BTW, nuts and vegetables and fruits and salad greens even .. all contain a small amount of naturally occurring sugars -- ie, simple carbohydrate, not quite the same thing as white table sugar ;). So it's those sugars that are showing on the label. It's the added processed and refined sugars, and high glycemic veggies and fruits that you should watch out for. The high fat content and fiber in nuts helps to offset the small amount of natural "sugar".

hope this helps :)

Doreen

worldfalls Fri, Apr-12-02 14:06

thanks....
 
for the reply. I knew there was more to it. Now, if we can just get those pesky food companies to just tell us, without any more games, exactly WHAT is in the food we eat I'll be happy camper.


these kind of shenanigans would NOT be tolerated in the world of business finance....

thanks again for the info...

world

doreen T Fri, Apr-12-02 15:31

Actually, my opinion is that it's not shenanigans for the manufacturer to pre-subtract the fiber before calculating the calories, carbs etc. That is the more accurate method, and will give consumers a clearer picture of what's in the food they're buying. It will eventually become law in the US and Canada ... and then everyone will be doing it, and there'll be consistency. And low-carbers won't have to stand there doing mental math at the grocery store .. the subtracting will already have been done ;)

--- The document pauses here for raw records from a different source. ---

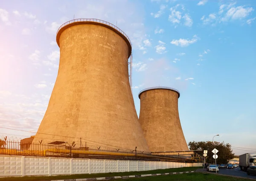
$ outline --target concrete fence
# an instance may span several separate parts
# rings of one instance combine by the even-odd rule
[[[201,163],[0,155],[0,177],[123,172],[201,166]]]

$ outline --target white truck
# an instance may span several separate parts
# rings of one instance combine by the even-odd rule
[[[256,153],[244,153],[239,156],[239,166],[241,170],[247,170],[250,166],[256,166]]]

The shenanigans are those manufacturers who still include the fiber in with the carbs AND also include those fiber grams in the calories.

:bash:

Doreen

missatc Fri, Apr-12-02 15:33

variations to the walnuts
 
My husband and I both enjoy walnuts as a snack. The biggest loss to my taste buds was the salty carbs-chips, fries etc. Not being a pork rind eater either (UGH!), I was searching for something to satisfy my salt tooth on occaision. So here is what I have found.

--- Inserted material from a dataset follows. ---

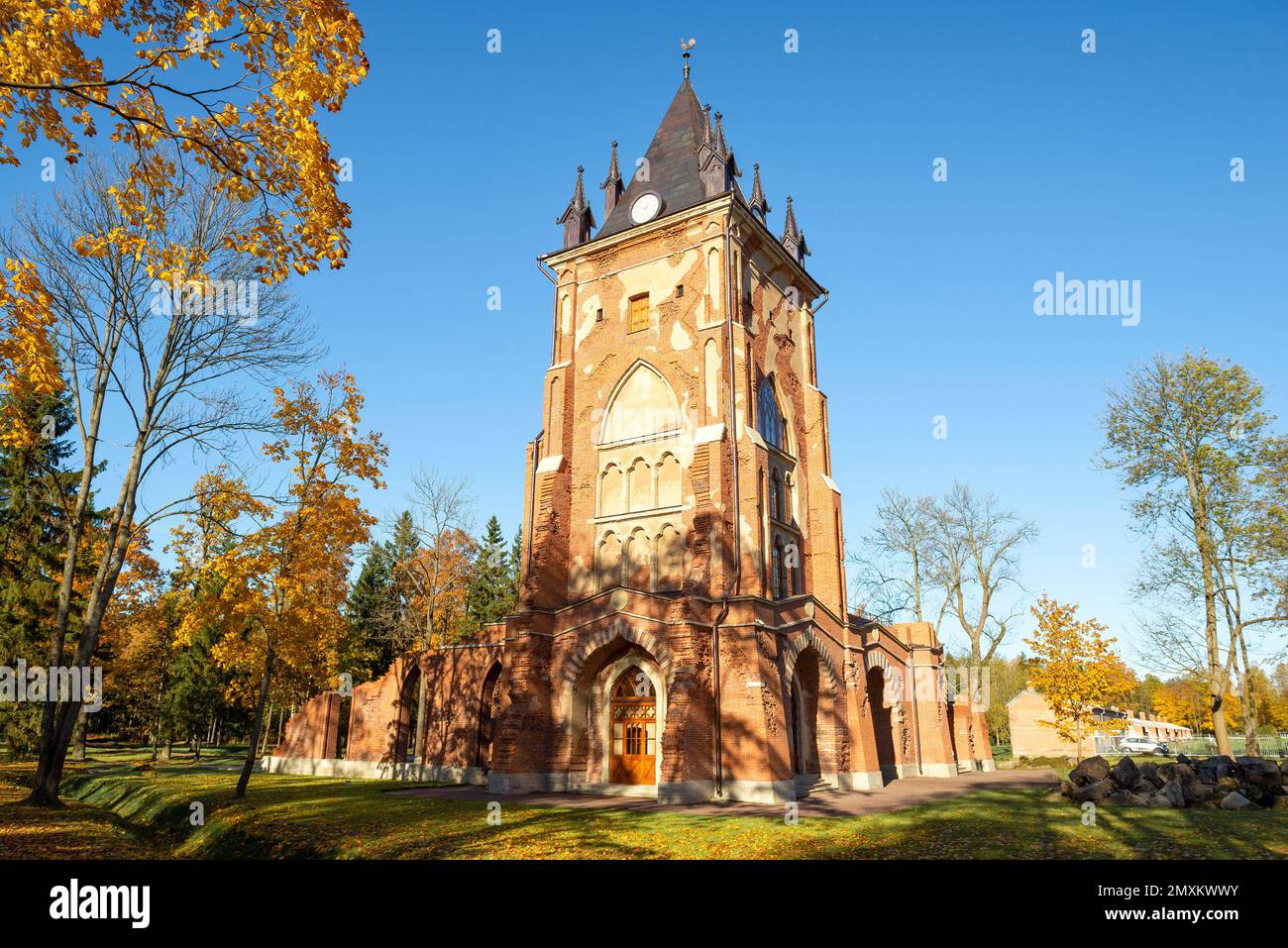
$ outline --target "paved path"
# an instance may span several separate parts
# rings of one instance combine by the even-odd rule
[[[960,774],[956,778],[907,777],[893,781],[884,790],[824,791],[800,801],[800,814],[811,817],[863,817],[869,813],[889,813],[908,806],[949,800],[979,790],[1010,790],[1016,787],[1051,787],[1059,782],[1055,770],[994,770],[993,773]],[[439,800],[496,800],[486,787],[416,787],[389,791],[395,796],[429,796]],[[574,809],[621,809],[644,813],[692,813],[698,815],[724,814],[728,817],[779,817],[782,804],[719,802],[658,804],[657,800],[625,796],[598,796],[585,793],[526,793],[502,797],[524,806],[571,806]]]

Melt a little butter and add salt (seasoned or plain). Place the desired amount of nuts in a zip lock, add seasoned, melted butter and shake, shake, shake. Pour out onto a cookie sheet and bake at 200 for about 20 min. I keep an eye on them, because I don't like them too brown. I have also experimented with a couple drops of worcestershire. ( I got this idea from the homemade chex mix I used to enjoy.) Also, I buy my walnuts at a wholesale store for much, much cheaper than what the grocery stores provide. I just keep them in the freezer to help with freshness. If you don't have a wholesale store that carries them, usually buying in the bulk food section is less expensive.

BTW, thanks to Doreen for the info on the Carb content. I thought these were carb free as well. I now have a few more "too good to be true" items to check.

Atrsy Fri, Apr-12-02 18:42

I love walnuts, too. My sister has two English walnut trees and she gives me a 5 gallon bucketful of walnuts every year. I shell lthem and keep them in the freezer.